Blood Clotting Disorders Have Been Reported Following mRNA Vaccination

Although VITT has only been publicly linked to the administration of AstraZeneca’s COVID-19 vaccine and the J&J shot, thousands of blood clotting disorders have been reported to the CDC’s Vaccine Adverse Event Reporting System (VAERS) following vaccination with Pfizer and Moderna mRNA vaccines.
According to the most recent VAERS data from the CDC, there were 48,673 reports of blood clotting disorders between December 14, 2020, and September 29, 2023. Pfizer was responsible for 33,566 of the reports, while Moderna was responsible for 11,113.
The CDC and FDA search VAERS daily for blood clotting disorders associated with vaccines, including rare thromboses (e.g., cerebral venous thrombosis), deep vein thrombosis, pulmonary thromboembolism, ischemic stroke, and myocardial infarction, according to a CDC 2021 presentation.

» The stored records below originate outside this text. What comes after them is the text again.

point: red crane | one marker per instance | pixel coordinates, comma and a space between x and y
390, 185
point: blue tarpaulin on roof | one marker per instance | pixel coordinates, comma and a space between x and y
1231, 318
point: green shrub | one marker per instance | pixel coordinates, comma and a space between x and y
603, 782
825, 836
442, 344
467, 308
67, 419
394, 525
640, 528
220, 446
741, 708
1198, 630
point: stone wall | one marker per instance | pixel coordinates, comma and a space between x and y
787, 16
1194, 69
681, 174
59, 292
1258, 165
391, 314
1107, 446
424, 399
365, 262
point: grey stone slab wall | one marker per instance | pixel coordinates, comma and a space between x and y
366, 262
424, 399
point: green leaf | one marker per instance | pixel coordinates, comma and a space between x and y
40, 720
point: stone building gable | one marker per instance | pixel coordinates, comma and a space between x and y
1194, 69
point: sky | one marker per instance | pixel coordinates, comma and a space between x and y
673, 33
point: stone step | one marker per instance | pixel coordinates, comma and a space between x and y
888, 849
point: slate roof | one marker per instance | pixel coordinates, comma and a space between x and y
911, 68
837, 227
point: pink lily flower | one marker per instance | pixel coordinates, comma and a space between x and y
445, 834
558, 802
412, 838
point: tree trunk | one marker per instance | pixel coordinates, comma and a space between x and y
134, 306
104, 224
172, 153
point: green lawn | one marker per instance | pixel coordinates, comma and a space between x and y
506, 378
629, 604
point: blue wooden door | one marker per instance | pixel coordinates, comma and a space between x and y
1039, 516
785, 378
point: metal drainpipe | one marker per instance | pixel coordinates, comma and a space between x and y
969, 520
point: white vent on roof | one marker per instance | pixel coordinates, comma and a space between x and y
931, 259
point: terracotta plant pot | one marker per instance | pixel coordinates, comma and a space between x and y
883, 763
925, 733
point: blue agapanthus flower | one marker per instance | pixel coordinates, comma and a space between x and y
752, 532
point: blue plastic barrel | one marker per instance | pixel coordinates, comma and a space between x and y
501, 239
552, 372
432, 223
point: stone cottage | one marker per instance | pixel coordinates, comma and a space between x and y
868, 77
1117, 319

Using only the CDC’s inclusion criteria for blood clotting disorders, VAERS reports 19,880 cases of blood clotting disorders associated with COVID-19 vaccines, with 1,531 reports attributed to J&J, 13,748 reports attributed to Pfizer, and 4,589 reports attributed to Moderna.

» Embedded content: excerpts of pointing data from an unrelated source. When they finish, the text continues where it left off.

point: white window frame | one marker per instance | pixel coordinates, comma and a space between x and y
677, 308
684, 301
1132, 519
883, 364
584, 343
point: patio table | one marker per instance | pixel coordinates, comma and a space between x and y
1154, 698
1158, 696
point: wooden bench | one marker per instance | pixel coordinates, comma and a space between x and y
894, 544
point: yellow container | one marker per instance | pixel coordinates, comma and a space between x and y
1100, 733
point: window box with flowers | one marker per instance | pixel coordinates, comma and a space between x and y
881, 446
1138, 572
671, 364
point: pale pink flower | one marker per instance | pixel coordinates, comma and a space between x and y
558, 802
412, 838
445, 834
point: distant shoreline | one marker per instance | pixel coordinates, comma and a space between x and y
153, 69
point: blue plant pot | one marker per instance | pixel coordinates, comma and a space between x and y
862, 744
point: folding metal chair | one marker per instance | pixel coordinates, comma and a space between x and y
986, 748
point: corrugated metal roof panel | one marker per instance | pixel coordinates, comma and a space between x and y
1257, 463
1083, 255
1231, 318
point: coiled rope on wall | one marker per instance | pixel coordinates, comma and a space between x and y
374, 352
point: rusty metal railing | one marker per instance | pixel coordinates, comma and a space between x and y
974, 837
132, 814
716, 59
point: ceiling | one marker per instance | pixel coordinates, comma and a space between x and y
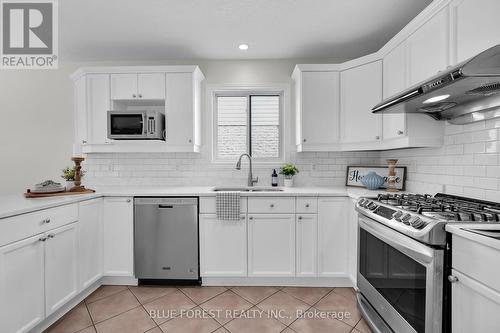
97, 30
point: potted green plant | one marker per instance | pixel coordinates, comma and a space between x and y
69, 176
289, 170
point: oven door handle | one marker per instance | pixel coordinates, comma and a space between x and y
410, 247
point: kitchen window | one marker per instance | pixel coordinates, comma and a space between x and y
248, 123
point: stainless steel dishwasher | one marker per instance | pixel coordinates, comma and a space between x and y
166, 240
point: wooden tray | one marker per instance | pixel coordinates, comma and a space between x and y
30, 194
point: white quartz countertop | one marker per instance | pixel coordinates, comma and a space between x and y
461, 231
16, 204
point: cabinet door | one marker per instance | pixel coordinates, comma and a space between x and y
320, 108
118, 236
332, 239
395, 81
151, 86
90, 242
361, 89
124, 86
271, 245
61, 275
475, 307
98, 100
475, 27
428, 48
307, 244
223, 246
22, 302
179, 109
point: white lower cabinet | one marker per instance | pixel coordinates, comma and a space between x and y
119, 236
475, 307
332, 237
90, 242
61, 273
271, 245
223, 246
22, 299
306, 244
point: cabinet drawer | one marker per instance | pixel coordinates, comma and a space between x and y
271, 205
208, 206
465, 254
22, 226
307, 205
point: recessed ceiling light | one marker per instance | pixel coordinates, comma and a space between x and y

Studies and case reports on blood clotting disorders following vaccination with Pfizer and Moderna’s COVID-19 vaccines were published as early as 2021.

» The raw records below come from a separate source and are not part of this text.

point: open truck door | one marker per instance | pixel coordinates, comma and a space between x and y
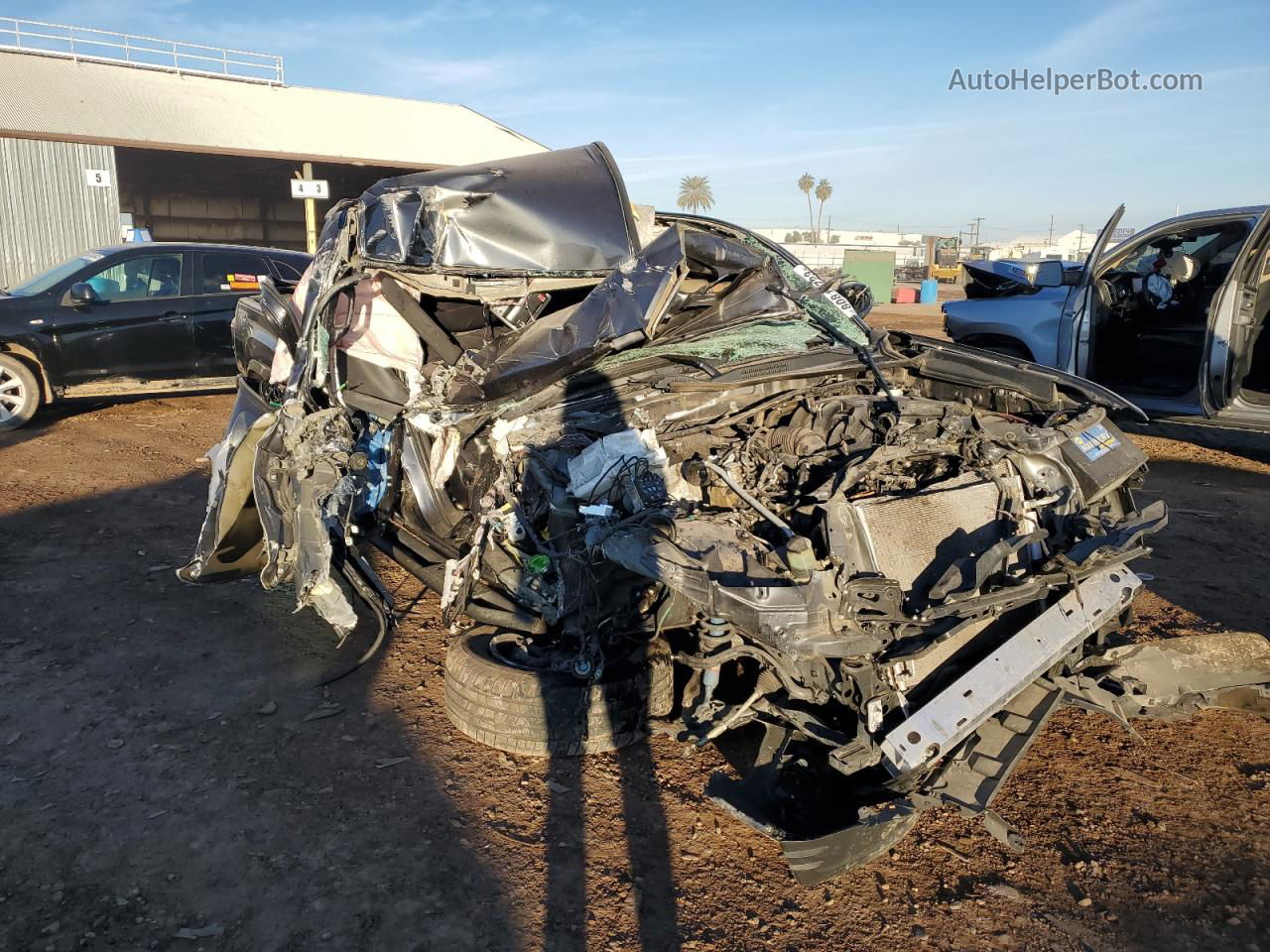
1234, 325
1075, 327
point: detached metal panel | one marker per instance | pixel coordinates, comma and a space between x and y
49, 211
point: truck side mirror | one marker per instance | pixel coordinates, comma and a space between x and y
1046, 275
80, 295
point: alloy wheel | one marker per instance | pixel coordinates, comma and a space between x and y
13, 394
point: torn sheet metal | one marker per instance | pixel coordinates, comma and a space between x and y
230, 543
305, 490
373, 330
562, 211
1188, 673
621, 311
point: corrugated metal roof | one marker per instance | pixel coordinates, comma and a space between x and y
45, 225
54, 98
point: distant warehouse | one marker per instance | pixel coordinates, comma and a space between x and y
193, 144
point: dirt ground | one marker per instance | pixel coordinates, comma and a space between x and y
171, 780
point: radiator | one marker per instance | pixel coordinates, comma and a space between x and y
915, 537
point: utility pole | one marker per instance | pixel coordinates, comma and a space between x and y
310, 213
974, 230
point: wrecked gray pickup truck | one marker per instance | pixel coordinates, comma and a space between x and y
674, 480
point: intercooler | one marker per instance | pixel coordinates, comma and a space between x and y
915, 537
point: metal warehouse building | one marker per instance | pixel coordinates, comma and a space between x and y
195, 144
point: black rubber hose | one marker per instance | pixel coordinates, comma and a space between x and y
507, 615
731, 654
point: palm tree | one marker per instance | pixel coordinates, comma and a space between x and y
806, 182
824, 190
695, 193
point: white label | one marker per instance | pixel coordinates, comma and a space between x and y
310, 188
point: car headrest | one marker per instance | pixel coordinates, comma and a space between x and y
1180, 268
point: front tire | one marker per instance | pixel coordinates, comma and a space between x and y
19, 393
553, 714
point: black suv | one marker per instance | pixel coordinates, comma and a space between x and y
128, 318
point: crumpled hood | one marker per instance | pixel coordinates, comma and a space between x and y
557, 212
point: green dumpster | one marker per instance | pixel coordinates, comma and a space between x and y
874, 268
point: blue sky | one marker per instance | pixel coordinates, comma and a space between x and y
754, 94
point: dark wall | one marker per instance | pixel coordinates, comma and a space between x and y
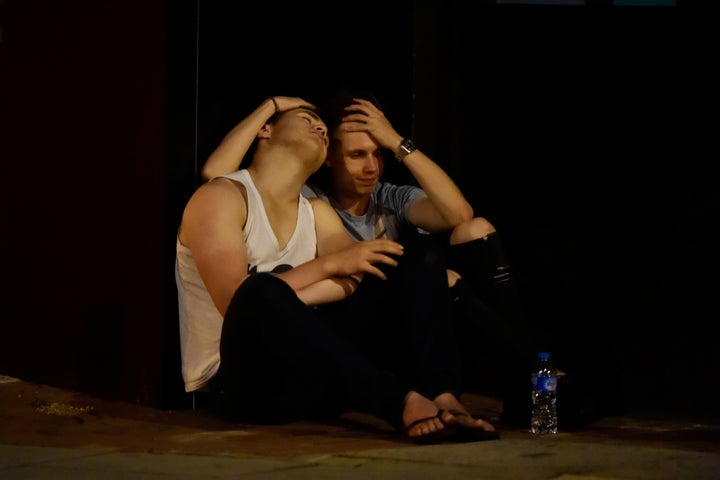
85, 264
568, 127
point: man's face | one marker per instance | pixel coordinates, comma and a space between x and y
302, 126
356, 164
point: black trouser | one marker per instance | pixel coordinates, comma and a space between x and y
284, 361
281, 362
403, 323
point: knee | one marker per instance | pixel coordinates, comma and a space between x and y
473, 229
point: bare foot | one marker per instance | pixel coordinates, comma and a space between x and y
460, 416
420, 416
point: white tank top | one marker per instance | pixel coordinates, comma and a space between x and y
200, 321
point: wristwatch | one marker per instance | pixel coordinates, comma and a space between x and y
407, 146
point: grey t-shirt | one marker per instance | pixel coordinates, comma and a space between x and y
386, 213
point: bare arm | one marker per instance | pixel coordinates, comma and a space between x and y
444, 205
211, 228
229, 155
327, 277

According to an Oxford University study published in 2021, the number of people who developed CVST blood clots after COVID-19 vaccination was roughly the same for Pfizer, Moderna, and AstraZeneca. According to the study, 4 in 1 million people experienced CVST within two weeks of receiving the Pfizer or Moderna vaccine, compared to 5 in 1 million for the AstraZeneca vaccine.
Despite the fact that those infected with SARS-CoV-2 had a higher incidence of blood clots, the incidence of blood clots after vaccination was much higher than the background incidence of 0.41, indicating that vaccines pose this specific risk.

A study published in the American Journal of Hematology in February 2021 looked at thrombocytopenia after Pfizer and Moderna vaccinations. After reviewing 20 case reports of patients who developed immune thrombocytopenia after vaccination, including 17 who did not have preexisting thrombocytopenia, researchers concluded that Pfizer and Moderna’s vaccines have the potential to cause the condition and recommended additional monitoring.